“Unfortunate reality is that legal disputes can be both protracted and expensive”
“There is a high degree of public frustration over the complexity of the laws, long delays and unproductive use of their resources in litigation,” President Pranab Mukherjee said here on Saturday and called for efforts to promote alternative dispute resolution mechanism.
Inaugurating a national “District Level” seminar on mediation organised by the Mediation and Conciliation Project Committee (MCPC) of the Supreme Court with the theme of “Role of District Judiciary in Strengthening Mediation at Institutional Level,” Mr. Mukherjee said: “It is important to recognise that despite the robust, independent and impartial judicial system we have in our country, the unfortunate reality is that legal disputes can be both protracted and expensive.”
The meet was attended among others by Chief Justice of India Altamas Kabir, judges of the Supreme Court; chief justices and judges of High Courts, External Affairs Minister Salman Khurshid, mediators and others.
Mr. Mukherjee said: “Only if alternative dispute resolution becomes an integral part of the Indian justice delivery system will we be able to truly safeguard the welfare of the common man in India.
“Many social conflicts have also got transformed into legal disputes, which accentuate the problems rather than resolve them. Promotion and popularising alternative methods of dispute settlement is therefore the need of the hour. Alternative dispute resolution mechanisms not only facilitate speedier justice but are also a process wherein the parties involved have control over the eventual outcome. This results in quick implementation of the decisions taken and eliminates continued litigation in the form of further appeals.

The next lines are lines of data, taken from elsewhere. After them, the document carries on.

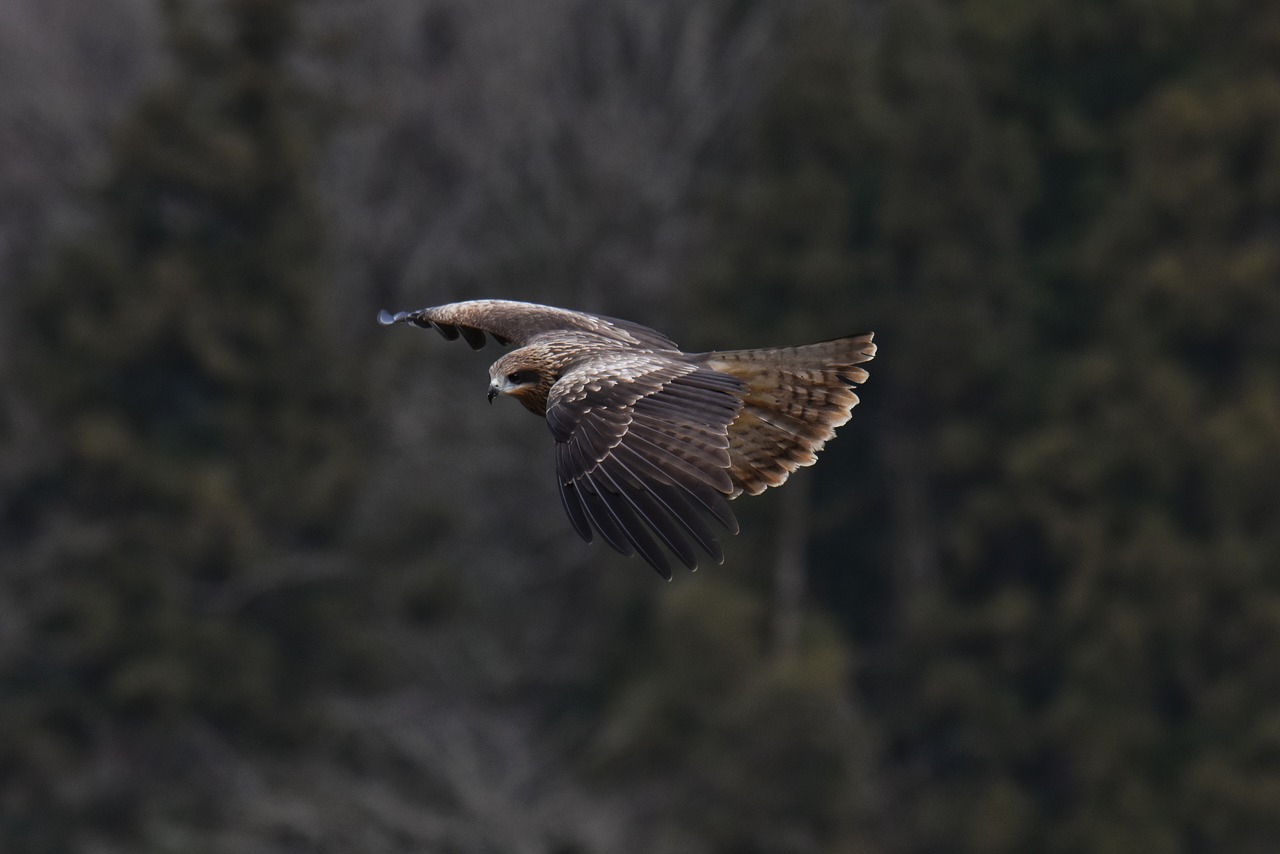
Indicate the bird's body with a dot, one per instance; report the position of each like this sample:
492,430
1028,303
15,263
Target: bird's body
652,441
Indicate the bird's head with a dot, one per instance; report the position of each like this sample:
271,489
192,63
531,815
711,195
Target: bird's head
522,375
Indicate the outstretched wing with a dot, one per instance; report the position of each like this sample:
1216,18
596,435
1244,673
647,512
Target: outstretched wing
519,323
641,453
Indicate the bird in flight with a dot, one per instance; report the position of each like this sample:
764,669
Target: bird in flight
650,442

“Notably if a matter gets resolved by mediation, then a substantial part of the court fees deposited by litigants also gets returned to them. It is for these reasons that throughout the business world, and especially in common law jurisdictions, there is a recognition that properly conducted mediations are the most effective means by which parties in civil and commercial disputes can resolve the matters that divide them. It is well known that mediation can play a very useful role in amicable resolution of matrimonial and family matters. Disputes amongst the government departments and agencies are also perhaps best resolved through out of court mediation rather than litigation.
“People should be encouraged to take first recourse to mediation rather than litigation. However, this is where the District Courts and Judiciary can and must play a major role. They need to be able to convince litigants that mediation offers benefits with a human touch. It has no winners or losers.”
Mr. Mukherjee who was often described as a trouble shooter during his career as a Union Minister said: “At a personal level, as someone who has been in public service for many decades, it is my experience that most disputes become difficult to resolve due to either miscommunication or ‘egoism’ of the individuals involved. I have always found that effective communication combined with sensitivity to the concerns of individuals concerned makes resolution of most disputes possible.”